The hand that signed the bill this morning belongs to President Musoveni. The bill has terrible consequences for gay people in Uganda and stretches its reach to people here in the city of Glasgow.

This summer, the eyes of the world will be on the city of Glasgow as we welcome sports people from around the world for the Commonwealth Games. It is very clear to me that politicians (and church people t00 – for the churches muscle in on these sports fixtures just like many organisations and businesses do) must not be seen to shake hands with any Ugandan official. In particular, it must be made clear in this city that President Musoveni and other officials of the Ugandan government are not welcome here. That must apply to local council leaders as well as Scottish and UK government ministers. It would be particularly sickening to see SNP leaders welcoming the official representatives of a foreign government which is attempting to criminalize Ugandans living in Scotland just weeks before the Independence Vote.

Ugandan athletes should be warmly welcomed in Glasgow this summer. They should be greeted with welcoming banners in all the colours of the rainbow.

Ugandan government officials should be met with a refusal on behalf of all people of goodwill to shake hands.

That’s a language that is well understood internationally and particularly well understood in Africa.

Comments

  1. chigozie iwueke says:

    Welcome development it is unchristain n unscriptual.

  2. Robin says:

    > It would be particularly sickening to see SNP leaders welcoming the official representatives of a foreign government which is attempting to criminalize Ugandans living in Scotland just weeks before the Independence Vote.

    Sickening, yes. But why *particularly* so? Would it not be just as sickening to see leaders of the Conservatives and Liberal Democrats, the parties which form the Westminster government (the writ of which also runs in Scotland), welcoming the official representatives of the Ugandan government? Or leaders of the Labour Party, which will be campaigning to form the next governments in both Holyrood and Westminster? Or leaders of the ‘Better Together’ campaign, who will be trying to persuade Scots to remain within the UK and would also give an unfortunate message to the Scottish electorate by welcoming the official represtentatives of the Ugandan government?

  3. You are right in the sense that it would be sickening to see any UK politicians doing this.

    Why, *particularly so* for the SNP – well, the SNP are particularly trying to persuade us that foreign policy should be determined entirely within Scotland.

    But I take your point – it applies to everyone.

  4. I expect the Episcopal Bishops have a duty to the Christians in Uganda and I don’t think we have a right to censure them for fulfilling their obligations, especially as we are not privy to all that they do and say.
    I also think that the people of Scotland being appalled at these malevolent laws can be taken as read.

    • I think that taking such things as read makes a foolish and potentially dangerous assumption. I also think that there is a moral imperative to be publicly as well as privately appalled at these laws, just as there is a moral imperative to be publicly as well as privately supportive of progressive ones.
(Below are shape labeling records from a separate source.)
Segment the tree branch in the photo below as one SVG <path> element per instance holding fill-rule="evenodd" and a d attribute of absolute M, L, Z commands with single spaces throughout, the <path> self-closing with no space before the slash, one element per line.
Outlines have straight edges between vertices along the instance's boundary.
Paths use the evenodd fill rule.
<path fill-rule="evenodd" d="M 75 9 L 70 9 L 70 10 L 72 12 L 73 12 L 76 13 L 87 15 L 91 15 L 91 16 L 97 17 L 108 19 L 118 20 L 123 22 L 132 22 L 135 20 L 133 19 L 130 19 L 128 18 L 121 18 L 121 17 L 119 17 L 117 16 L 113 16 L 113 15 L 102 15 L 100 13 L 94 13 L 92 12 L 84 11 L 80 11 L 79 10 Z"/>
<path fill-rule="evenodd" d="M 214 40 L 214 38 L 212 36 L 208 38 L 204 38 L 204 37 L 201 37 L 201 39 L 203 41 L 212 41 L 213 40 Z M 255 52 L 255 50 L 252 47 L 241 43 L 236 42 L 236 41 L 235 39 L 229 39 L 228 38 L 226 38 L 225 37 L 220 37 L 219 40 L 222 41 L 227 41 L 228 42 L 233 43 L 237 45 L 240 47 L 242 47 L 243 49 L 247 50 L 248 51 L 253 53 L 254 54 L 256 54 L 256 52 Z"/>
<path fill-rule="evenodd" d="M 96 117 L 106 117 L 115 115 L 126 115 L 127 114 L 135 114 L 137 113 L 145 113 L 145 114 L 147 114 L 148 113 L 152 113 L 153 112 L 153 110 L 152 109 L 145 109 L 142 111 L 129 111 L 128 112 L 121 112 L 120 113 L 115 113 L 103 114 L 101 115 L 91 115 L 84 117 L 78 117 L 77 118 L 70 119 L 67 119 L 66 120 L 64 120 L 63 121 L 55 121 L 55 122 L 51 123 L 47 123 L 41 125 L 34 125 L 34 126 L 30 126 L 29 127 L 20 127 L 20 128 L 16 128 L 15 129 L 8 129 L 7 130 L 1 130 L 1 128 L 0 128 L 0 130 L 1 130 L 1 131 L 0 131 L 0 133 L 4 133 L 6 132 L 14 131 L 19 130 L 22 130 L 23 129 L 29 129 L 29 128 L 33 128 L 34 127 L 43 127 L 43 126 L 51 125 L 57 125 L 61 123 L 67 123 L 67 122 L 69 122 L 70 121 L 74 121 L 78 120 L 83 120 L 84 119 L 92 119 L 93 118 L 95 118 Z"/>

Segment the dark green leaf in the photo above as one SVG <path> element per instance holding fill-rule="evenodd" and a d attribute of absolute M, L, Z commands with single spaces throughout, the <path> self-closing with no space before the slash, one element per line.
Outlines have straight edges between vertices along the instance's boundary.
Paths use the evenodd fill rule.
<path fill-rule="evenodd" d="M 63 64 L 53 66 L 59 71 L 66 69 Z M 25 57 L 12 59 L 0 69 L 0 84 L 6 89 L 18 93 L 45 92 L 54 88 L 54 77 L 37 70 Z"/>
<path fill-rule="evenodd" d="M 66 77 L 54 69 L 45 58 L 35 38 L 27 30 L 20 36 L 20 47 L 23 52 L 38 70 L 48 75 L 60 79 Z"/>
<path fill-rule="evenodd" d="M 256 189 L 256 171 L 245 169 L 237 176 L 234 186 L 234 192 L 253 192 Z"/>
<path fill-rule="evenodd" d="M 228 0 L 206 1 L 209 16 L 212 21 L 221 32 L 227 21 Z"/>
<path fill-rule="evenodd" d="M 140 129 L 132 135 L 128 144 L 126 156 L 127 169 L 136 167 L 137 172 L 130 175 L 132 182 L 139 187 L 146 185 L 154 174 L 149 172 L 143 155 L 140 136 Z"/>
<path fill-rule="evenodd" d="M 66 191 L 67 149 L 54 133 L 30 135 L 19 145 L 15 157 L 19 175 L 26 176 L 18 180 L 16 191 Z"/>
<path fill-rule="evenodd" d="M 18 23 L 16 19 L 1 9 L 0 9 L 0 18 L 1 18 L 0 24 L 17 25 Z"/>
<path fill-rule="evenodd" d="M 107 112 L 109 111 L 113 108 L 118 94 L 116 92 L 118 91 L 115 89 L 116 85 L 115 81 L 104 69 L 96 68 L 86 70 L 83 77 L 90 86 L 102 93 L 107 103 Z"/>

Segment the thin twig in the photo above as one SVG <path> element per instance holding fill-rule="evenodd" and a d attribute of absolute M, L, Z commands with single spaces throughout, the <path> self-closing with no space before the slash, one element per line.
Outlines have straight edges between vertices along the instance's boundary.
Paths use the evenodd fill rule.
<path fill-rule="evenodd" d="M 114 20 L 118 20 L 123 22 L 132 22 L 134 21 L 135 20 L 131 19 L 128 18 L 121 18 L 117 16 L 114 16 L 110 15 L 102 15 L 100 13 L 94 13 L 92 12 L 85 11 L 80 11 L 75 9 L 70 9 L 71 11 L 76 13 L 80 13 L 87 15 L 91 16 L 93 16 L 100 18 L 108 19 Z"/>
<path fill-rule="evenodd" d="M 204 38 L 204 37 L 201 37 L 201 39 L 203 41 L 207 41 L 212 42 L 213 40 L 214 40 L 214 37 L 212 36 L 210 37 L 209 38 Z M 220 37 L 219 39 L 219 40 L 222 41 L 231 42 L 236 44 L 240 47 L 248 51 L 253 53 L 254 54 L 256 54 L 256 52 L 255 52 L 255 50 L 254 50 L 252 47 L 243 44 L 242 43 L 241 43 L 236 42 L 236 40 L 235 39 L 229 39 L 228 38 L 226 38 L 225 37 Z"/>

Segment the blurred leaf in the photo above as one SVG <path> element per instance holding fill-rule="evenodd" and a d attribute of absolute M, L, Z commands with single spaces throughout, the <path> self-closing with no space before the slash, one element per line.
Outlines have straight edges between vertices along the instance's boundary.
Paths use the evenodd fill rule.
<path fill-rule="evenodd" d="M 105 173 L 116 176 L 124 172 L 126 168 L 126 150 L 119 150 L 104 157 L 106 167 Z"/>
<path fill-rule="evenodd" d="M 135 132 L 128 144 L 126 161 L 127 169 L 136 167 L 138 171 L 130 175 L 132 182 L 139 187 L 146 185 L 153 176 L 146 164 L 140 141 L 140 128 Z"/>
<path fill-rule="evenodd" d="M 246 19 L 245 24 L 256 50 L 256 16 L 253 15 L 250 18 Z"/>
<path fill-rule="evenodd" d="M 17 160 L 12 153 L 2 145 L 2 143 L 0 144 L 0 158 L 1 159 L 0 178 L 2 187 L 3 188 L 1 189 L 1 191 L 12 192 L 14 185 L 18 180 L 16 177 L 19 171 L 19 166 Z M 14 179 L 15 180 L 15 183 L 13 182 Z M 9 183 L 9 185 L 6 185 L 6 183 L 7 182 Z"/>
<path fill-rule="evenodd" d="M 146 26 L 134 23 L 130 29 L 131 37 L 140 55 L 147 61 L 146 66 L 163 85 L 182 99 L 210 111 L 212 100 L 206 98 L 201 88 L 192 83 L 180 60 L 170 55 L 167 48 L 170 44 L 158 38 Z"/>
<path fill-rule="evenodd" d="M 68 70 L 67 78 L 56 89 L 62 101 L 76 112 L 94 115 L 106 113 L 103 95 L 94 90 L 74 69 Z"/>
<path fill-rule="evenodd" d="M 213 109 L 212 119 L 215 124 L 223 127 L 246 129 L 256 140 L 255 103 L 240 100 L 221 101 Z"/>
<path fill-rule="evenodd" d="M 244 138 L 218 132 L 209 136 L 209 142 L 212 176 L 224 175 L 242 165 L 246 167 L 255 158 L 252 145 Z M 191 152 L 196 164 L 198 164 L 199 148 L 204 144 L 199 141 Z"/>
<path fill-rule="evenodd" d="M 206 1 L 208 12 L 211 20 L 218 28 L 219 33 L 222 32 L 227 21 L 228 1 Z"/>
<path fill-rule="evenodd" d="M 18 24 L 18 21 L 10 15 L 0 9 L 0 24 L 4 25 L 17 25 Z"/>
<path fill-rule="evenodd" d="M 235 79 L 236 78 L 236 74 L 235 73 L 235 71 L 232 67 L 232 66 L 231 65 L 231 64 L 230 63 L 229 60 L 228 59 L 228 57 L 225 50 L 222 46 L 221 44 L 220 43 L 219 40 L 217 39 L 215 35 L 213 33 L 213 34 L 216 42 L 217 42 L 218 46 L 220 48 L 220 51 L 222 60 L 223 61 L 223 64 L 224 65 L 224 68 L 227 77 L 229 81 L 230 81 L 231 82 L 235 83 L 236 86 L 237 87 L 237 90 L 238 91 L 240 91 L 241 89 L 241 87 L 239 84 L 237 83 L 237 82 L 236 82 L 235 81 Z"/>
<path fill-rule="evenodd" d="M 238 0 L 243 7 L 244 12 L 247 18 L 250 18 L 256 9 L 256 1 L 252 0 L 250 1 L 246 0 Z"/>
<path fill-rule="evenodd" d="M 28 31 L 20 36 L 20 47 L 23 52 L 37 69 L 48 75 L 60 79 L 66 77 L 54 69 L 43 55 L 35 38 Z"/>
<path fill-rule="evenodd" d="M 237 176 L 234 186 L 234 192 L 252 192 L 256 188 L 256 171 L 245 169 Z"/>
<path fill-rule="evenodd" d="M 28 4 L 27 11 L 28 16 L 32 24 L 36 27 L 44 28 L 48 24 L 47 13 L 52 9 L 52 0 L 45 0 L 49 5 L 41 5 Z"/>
      • Sometimes you have to know when to stop punching and it’s not so that you can pick up a stick with Uganda written on it and start swinging it around your head at the Scottish people represented by their government
        when they have just passed a law legalising same sex marriage.
        Contact is important, if Michelangelo did not put his chisel his hammer and himself in contact with an intransigent rock then we wouldn’t now have the statue of David.
        If I was a campaigner for gay rights then I would want to meet those in public office from Uganda and attempt to explain to them why they are wrong.
        Snubbing only adds ignorance to ignorance and (Diplomatically) should never be the first response but the last resort.

        • Oh, you’ve not been watching the international attempts over the last few months to get the government of Uganda to think again then, Jimmy?

          I think we have reached the last resort.